5. Si Montessori a été notre chemin initial vers l'IEF, creuser ce chemin, notamment par le biais de blogs, m'a amenée à découvrir d'autres pédagogies alternatives (Steiner, Reggio, et surtout Charlotte Mason), et j'apprécie la liberté offerte par l'IEF de faire à sa sauce, de mêler les éléments de certaines pédagogies avec d'autres, le formel et l'informel, en fonction de ses affinités particulières et de ce qui semble pertinent pour l'un ou l'autre enfant.
Plus généralement, autant je n'aurais auparavant jamais remis en cause le principe d'un programme pour tous, autant j'ai maintenant très envie de pouvoir adapter les rythmes et les thèmes d'apprentissage à mes enfants, à leurs besoins ainsi qu'à leurs intérêts.
6. Mes différentes lectures m'ont aussi permis de réaliser à quel point la relation à la société, aux parents, à la fratrie, peut être différente et enrichie grâce à un quotidien IEF :
- une communication plus fluide, plus apaisée, entre parents & enfants,
- moins de compétition et plus de partage entre les frères et sœurs. L'observation lue je ne sais plus où, comme quoi les enfants ne sont plus en compétition pour l'attention des parents le soir après l'école, ni en train de décharger les uns sur les autres les tensions accumulées dans la journée, a vraiment fait "tilt" chez moi
- une meilleure intégration avec les différents membres de la société du fait
- de la participation aux activités du quotidien, permettant l'établissement de relations avec des représentants de toutes les tranches d'âge, non seulement de la leur
- ainsi que des visites / excursions permises par le moindre temps "scolaire" nécessité par l'IEF. Ce dernier point constitue, pour le coup, une motivation forte à nous investir dans l'IEF de manière durable, c'est-à-dire bien au delà de la maternelle voire du primaire. Mais we'll cross the bridge...

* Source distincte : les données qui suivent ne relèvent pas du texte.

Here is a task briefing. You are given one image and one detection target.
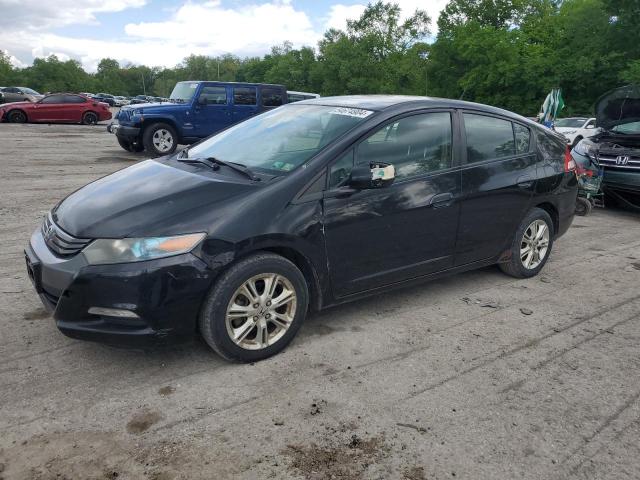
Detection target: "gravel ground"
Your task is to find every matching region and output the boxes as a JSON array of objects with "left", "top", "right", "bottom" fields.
[{"left": 1, "top": 122, "right": 639, "bottom": 480}]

7. Et enfin : l'"envie" : j'adore les bébés mais en ce moment je découvre la richesse des interactions permises par les énormes progrès langagiers de F., et je trouve cette période particulièrement passionnante ! Chaque jour me permet de l'observer apprendre.
Participer à ce processus d'apprentissage, l'accompagner, le nourrir.... tout cela me semble très gratifiant. Bon, ok, dit comme ça, ça fait froid. Dit autrement, ça donne : je kiffe ! Assister à ses "premières fois", le voir s'emparer d'un mot, d'une idée, relier deux concepts entre eux...oui, ça me rend GAGA.

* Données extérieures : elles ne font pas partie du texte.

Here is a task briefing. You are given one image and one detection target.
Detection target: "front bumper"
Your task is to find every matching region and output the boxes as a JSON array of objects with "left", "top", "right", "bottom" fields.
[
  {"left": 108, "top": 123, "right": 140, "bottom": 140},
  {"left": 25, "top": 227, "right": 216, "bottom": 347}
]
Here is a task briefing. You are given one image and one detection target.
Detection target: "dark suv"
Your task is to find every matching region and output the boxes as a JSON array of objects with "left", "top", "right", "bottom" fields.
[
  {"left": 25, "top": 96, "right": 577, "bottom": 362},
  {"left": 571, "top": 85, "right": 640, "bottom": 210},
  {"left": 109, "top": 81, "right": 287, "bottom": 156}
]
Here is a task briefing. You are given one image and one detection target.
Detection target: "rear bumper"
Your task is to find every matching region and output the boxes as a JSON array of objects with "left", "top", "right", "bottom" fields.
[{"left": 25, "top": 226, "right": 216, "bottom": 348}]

Et je me sentirais frustrée à l'idée de devoir sous-traiter à d'autres personnes l'essentiel de ces échanges pour me retrouver, moi, confinée à la gestion des aspects logistiques de sa vie.
Et je me sentirais frustrée à l'idée de devoir sous-traiter à d'autres personnes l'essentiel de ces échanges pour me retrouver, moi, confinée à la gestion des aspects logistiques de sa vie.

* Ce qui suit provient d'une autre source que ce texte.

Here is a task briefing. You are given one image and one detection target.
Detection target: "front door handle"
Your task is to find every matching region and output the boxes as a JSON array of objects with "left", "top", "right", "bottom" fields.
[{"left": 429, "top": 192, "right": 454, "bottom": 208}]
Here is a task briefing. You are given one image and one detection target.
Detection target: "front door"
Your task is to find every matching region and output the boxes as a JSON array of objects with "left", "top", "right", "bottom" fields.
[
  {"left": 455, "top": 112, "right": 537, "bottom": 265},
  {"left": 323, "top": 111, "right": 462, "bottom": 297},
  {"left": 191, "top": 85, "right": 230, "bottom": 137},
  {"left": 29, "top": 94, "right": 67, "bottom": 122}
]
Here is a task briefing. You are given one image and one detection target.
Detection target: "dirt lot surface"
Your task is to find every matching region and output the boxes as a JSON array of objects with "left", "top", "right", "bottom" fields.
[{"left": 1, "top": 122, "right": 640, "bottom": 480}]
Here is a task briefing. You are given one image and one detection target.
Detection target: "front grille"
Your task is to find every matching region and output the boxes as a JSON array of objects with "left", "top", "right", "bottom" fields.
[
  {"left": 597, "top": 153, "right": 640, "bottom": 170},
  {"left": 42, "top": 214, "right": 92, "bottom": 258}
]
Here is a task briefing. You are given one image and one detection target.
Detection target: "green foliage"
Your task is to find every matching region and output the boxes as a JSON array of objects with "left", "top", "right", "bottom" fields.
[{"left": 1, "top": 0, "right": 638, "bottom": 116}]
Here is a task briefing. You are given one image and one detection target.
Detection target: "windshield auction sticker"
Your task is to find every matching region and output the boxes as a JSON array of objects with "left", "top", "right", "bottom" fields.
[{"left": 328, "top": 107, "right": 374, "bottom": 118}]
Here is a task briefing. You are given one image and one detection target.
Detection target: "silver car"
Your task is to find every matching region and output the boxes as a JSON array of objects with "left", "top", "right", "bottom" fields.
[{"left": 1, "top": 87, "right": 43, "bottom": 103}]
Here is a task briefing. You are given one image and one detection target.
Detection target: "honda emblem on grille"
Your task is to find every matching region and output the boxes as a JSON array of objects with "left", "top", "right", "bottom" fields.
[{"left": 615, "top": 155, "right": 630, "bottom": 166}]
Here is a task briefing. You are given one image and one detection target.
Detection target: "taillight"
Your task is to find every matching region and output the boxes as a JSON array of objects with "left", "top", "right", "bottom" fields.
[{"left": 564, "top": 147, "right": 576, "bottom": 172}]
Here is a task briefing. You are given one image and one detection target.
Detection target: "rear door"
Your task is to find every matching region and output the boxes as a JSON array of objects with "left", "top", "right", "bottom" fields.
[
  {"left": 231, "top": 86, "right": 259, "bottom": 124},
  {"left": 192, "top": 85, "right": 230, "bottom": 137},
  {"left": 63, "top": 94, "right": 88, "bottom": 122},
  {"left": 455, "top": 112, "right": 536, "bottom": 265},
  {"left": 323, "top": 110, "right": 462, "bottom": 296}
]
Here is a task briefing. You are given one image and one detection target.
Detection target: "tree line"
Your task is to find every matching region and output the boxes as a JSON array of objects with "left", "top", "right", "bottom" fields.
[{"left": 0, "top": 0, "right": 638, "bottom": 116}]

C'est en définitive cette envie qui constitue le critère de base dans notre choix : nous estimons primordial que F. et plus tard E. aient la chance d'être accompagnés dans leurs apprentissages par quelqu'un qui ait vraiment envie de les accompagner.
Puisque (et tant que) c'est mon cas, l'IEF nous assure cette motivation de l' "enseignant", bien mieux que l'EN dont nous connaissons suffisamment de membres pour mesurer à quel point de nombreux professeurs sont fatigués, désabusés, démotivés par les exigences ubuesques d'un système auquel ils ne s'identifient plus guère (je pense - entre autres ! - à une récente conversation, ô combien instructive, sur les exigences de "renotation" des copies de bac quand la moyenne obtenue est trop basse...).
Mais nous restons ouverts au fait que, peut-être, cela ne me conviendra pas ou à un moment, plus, auquel cas une école, choisie avec soin, offrira alors de meilleures garanties à cet égard qu'une maman excédée car n'écoutant pas son besoin.